Chantal Akerman nasce in una famiglia di ebrei polacchi emigrati in Belgio; i nonni materni e sua madre furono deportati ad Auschwitz, e solo la madre riuscì a sopravvivere.
Dal 1967 frequentò l’INSAS, la Scuola dell’Arte e dello Spettacolo belga, e in seguito si recò a Parigi per frequentare l’Università Internazionale del Teatro; presto però abbandonò questi studi per dedicarsi al suo primo cortometraggio, Saute ma ville (1968), che riuscì a produrre grazie ai lavori saltuari come cameriera. Questa opera prima ottenne un’attenzione particolare dalla critica cinematografica e dal regista belga André Delvaux. Dal 1971 al 1973 si trasferì a New York dove ebbe la possibilità di conoscere le opere di Stan Brakhage, Jonas Mekas e Michael Snow e di lavorare a due cortometraggi. Fece poi ritorno a Parigi, che divenne la sua città. Si racconta che la scelta di diventare regista avvenne a 15 anni, dopo aver visto il film Pierrot le fou (Il bandito delle ore undici, 1965) di Jean-Luc Godard:
«Prima scrivevo un po’, come scrivono gli adolescenti, diciamo. Credo che quando si è adolescenti si scriva per sbrogliare un poco tutti i fili che ci sono intorno, perché è il momento in cui si comincia a pensare di essere messi davanti a cose di cui si è già preso coscienza, come essere violenti o meno… Poi ho visto Pierrot le fou e ho avuto l’impressione che parlasse della nostra epoca, di ciò che sentivo. Prima, si trattava sempre de The Guns of Navarone (I cannoni di Navarone, J.Lee Thompson, 1961), e io me ne fregavo di quel genere di cose. Non so, ma era la prima volta che mi emozionavo al cinema, insomma… violentemente; e probabilmente ho voluto fare la stessa cosa con dei film miei. […] Ho cercato di vedere altri film e di ritrovare la stessa cosa, ma non è mai più accaduto. In fondo Pierrot le fou ha avuto per me un ruolo dominante nella mia formazione cinematografica, nel senso che non ho potuto fare nient’altro a causa sua. Mi ha impedito di vedere gli altri film perché cercavo sempre qualcosa che avevo già incontrato una volta. Le cose non si ripetono così. Mi ci è voluto tempo per iniziare ad amare altri film»[1].
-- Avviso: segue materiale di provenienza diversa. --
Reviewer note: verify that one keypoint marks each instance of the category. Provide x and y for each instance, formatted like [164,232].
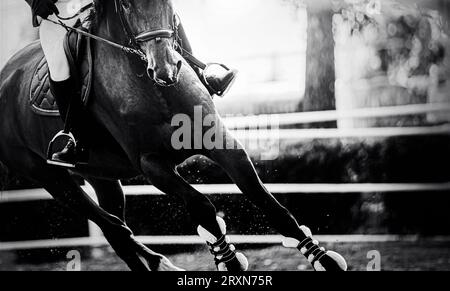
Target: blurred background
[365,84]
Ma Ackermann inizia un proprio prolifico percorso sperimentale, e solido sin dagli esordi (cfr. La chambre, 1972).
Regista, sceneggiatrice, attrice, produttrice e artista è considerata una dei più importanti registi europei della sua generazione. La Akerman ha realizzato più di quaranta opere – dai 35mm ai saggi video documentari sperimentali passando per le video installazioni. Fu il suo secondo lungometraggio, Jeanne Dielman, 23 Quai du Commerce, 1080 Bruxelles (1975)[2], che la fece conoscere e le diede la celebrità come regista anche fuori dall’Europa. Il film racconta in 225 minuti, con una grande minuzia descrittiva, tre giorni della vita, disperata e ripetitiva, di una casalinga super-efficiente, Jeanne (interpretata dalla bravissima Delphine Seyrig), che vive con il figlio e si prostituisce occasionalmente, ricevendo gli uomini in casa. Nel 1976 il quotidiano francese «Le Monde» e il quotidiano statunitense «New York Times» classificarono Jeanne Dielman come “il più grande capolavoro femminile della storia del cinema”.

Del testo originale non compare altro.